Marc, repris de souci, passa donc une matinée mauvaise. Il ne retourna pas tout de suite chez Simon, se proposant d’y aller seulement le soir, après le convoi. Il se contenta de se promener au travers de Maillebois, qu’il trouva comme assoupi, gorgé d’horreurs, dans l’attente du prochain spectacle. Et il s’était un peu remis, il achevait de déjeuner avec ces dames, égayé par le babil de sa petite Louise, très en fête ce jour-là, lorsque la servante Pélagie, qui apportait le dessert, une belle tarte aux prunes, ne put se tenir de dire sa grosse joie.

— Vous savez, madame, on est en train de l’arrêter, ce brigand de juif… Enfin, ce n’est pas malheureux !

Très pâle, Marc demanda :

— On arrête Simon, comment le savez-vous ?

— Mais toute la rue le dit, monsieur.

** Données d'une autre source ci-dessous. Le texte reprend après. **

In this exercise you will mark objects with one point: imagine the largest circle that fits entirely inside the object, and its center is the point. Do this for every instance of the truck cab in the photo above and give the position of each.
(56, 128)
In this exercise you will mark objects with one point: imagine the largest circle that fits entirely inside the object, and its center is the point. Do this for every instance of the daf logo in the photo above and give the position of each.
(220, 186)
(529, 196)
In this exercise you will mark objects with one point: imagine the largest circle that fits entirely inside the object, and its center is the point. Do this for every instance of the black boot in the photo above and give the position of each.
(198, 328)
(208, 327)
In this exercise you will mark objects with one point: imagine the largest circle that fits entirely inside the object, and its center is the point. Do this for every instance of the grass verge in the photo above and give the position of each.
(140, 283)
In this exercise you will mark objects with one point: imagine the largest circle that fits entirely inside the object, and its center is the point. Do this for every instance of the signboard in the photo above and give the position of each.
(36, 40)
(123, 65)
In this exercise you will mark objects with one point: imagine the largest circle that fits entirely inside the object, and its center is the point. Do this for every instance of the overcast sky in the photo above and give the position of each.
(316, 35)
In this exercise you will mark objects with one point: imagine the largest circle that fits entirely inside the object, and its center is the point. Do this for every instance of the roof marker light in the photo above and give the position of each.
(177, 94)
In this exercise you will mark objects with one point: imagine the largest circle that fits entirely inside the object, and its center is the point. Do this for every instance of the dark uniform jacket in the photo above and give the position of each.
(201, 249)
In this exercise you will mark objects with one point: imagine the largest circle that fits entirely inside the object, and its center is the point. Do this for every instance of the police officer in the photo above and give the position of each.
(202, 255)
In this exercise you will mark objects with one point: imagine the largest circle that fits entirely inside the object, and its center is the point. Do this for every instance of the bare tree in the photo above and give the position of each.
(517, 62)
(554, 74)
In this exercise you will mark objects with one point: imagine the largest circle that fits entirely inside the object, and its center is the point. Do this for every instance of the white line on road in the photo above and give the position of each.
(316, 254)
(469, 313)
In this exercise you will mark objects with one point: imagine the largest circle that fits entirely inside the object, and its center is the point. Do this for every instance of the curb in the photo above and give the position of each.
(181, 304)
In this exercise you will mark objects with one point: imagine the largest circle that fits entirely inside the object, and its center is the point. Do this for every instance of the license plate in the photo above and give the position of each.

Le boucher d’en face vient de courir, pour voir.

Marc jeta sa serviette, se leva et sortit, sans toucher à la tarte. Ces dames restèrent suffoquées, blessées d’un tel manque de savoir-vivre. Geneviève elle-même parut mécontente.

— Il devient fou, dit sèchement Mme Duparque. Ah ! ma chère petite, je t’avais bien prévenue. Où il n’y a pas de religion, il n’y a pas de bonheur possible.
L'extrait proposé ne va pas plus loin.